Kelinor vitoreó con un silencioso ademán con el puño, para girarse y mirar el estado del resto de la tripulación. La última ave cayó fulminada por una flecha en la frente a un escaso centímetro de su nariz, pudiendo habérsela cortado al instante. Con el pico se clavó en la madera de la cubierta limpiamente. El capitán la lanzó por los aires de una patada, para que pasara a ser alimento de los peces.

— ¿Bajas?

—Tres muertos, doce heridos, dos graves — respondió un tripulante.

—Mala racha.

—Podía haber sido peor.

—Ahí te doy la razón.

— ¡Y lo es! ¡Lo es! — gritó el del mástil —. ¡Maldita sea, lo es! Capitán, remolino al frente.

Palideció al oír aquello. Kelinor se acercó a mirar, para descubrir un torbellino capaz de tragarse ese barco en un santiamén. Tragó saliva y dio tres patadas lo más fuerte que pudo a la madera, para alertar de que un lado de remeros debía dejar de remar.

—Virad, joder. ¡Viraaad!

***


Los fuegos artificiales salían disparados al cielo desde la salida del sol. Era el aniversario del nombramiento del actual monarca del reino de Nihoi, Justo, y por ello la capital gozaría de unas festividades que durarían toda una semana y atraerían a gente de todo el reino e incluso de naciones vecinas y que tenían buenas relaciones con aquel feudo. Brotaron todo tipo de tiendas en los mercadillos, la mayoría de objetos artesanales típicos del reino, que resultaban exóticos a los ojos de los viajeros de los reinos vecinos. Vasijas, medallones, pulseras, algunos anillos e instrumentos musicales de forma y sonido peculiar poblaban los escaparates de los mercados. Otras tiendas ofrecían mercancía dedicada a caballeros y escuderos. Las más frecuentadas eran los escaparates de los enanos, los maestros de las forjas, quienes ofrecían sus mejores mercancías, hechas con materiales que tenían el brillo y el aspecto del cristal, la dureza del diamante y el filo del acero. Incluso había algún puesto donde los elfos hacían compraventa, con arcos, lanzas, flechas y demás utensilios inexistentes en los reinos humanos. Éstos, sin embargo, tendrían menos ganancias que las otras tiendas, y bien que lo sabían, porque muchos de ellos requerían la ayuda de un intérprete al cual tendrían que pagar por sus servicios a la hora de traducir frases en la compraventa y los trueques.

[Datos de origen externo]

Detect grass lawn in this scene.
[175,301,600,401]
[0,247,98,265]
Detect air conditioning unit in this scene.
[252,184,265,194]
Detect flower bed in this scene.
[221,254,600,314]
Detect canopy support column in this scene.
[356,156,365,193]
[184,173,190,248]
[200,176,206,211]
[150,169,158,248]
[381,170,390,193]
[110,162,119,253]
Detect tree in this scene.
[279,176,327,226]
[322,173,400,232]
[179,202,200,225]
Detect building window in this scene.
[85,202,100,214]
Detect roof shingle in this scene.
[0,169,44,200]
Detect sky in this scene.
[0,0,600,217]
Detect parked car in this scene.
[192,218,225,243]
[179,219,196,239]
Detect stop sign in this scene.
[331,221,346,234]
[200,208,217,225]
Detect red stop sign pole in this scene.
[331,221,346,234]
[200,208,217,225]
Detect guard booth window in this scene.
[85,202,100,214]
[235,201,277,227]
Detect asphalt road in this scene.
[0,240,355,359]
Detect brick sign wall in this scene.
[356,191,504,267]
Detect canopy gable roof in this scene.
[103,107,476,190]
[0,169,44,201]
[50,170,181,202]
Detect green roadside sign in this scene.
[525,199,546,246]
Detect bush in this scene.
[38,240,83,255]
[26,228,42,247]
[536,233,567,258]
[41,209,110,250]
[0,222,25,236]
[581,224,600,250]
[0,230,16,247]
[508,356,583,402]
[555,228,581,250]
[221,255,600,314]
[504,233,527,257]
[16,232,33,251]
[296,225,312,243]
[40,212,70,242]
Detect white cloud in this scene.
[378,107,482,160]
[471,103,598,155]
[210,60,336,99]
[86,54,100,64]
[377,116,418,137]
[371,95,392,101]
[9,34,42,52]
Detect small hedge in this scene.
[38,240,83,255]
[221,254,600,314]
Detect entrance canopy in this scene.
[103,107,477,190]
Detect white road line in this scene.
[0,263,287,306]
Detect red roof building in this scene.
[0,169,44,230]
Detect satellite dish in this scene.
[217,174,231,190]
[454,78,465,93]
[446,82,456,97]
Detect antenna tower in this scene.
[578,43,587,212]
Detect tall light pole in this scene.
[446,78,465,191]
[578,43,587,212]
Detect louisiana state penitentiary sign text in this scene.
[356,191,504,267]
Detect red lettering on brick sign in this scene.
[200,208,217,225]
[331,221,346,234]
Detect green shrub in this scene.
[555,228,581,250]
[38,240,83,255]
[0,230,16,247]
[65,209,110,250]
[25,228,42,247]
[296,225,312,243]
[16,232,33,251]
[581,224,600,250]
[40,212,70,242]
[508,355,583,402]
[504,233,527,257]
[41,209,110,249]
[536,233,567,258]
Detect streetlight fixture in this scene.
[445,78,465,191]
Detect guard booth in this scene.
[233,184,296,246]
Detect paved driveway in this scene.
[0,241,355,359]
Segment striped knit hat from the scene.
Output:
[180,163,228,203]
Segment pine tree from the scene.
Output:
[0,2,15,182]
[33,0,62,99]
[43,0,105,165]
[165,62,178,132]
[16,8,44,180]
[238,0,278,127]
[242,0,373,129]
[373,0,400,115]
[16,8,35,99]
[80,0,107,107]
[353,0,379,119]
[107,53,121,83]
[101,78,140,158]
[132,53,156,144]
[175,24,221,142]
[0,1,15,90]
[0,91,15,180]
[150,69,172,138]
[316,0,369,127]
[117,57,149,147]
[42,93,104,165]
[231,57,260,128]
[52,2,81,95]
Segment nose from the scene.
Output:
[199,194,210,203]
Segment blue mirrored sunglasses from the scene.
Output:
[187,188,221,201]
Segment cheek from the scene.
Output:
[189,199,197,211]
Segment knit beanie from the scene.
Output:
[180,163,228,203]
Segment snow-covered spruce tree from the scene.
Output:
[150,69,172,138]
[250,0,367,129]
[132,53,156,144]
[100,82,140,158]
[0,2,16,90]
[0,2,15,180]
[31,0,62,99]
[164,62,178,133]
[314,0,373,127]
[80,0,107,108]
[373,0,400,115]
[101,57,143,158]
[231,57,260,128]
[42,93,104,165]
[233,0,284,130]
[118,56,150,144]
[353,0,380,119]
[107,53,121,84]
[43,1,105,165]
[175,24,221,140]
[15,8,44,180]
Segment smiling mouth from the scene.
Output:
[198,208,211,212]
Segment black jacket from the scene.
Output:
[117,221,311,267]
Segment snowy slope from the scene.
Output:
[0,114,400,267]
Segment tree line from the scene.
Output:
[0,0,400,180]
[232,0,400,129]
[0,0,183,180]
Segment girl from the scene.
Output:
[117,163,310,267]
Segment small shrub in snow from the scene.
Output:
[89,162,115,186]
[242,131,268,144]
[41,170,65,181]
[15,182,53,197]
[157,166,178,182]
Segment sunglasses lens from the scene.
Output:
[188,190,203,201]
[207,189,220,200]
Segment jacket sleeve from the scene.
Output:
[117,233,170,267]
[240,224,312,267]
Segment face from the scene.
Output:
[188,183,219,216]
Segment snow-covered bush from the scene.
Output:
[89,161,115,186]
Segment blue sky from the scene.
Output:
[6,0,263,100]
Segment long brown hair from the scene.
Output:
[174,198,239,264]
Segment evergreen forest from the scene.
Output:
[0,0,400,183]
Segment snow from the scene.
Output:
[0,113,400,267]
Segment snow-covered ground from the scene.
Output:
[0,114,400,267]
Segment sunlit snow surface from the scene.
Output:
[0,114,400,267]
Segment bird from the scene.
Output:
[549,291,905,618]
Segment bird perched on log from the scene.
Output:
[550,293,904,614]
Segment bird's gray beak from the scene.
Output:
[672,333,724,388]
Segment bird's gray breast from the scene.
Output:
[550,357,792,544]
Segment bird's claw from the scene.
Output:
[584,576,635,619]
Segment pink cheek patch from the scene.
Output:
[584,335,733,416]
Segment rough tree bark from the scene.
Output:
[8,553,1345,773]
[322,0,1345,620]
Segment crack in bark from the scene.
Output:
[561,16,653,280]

Las calles, abarrotadas hasta muy entrada la noche, era un hervidero de dialectos, idiomas, de colores de pelo y piel normales y extraños en la región, de brillos de diferentes colores de las armaduras, muestra del rango de los caballeros que habían venido, junto a sus escuderos, y algunos con sus familias. La mayoría eran jóvenes, otros eran caballeros ancianos, retirados, que sin embargo no tardaron en embutirse en sus viejas armaduras para celebrar aquel día tan importante para uno de los reinos humanos. Los niños corrían y perseguían a juglares y músicos errantes, jugaban a ser soldados, enfrentándose con palos, y algunos incluso retenían a los caballeros, corriendo en círculos alrededor de ellos, o pidiéndoles que relatasen sus vivencias en los torneos y las batallas, para regocijo de unos, quienes reían y lo hacían de buena gana, y por desgracia para otros, quienes trataban de escapar de los críos mientras mascullaban y maldecían.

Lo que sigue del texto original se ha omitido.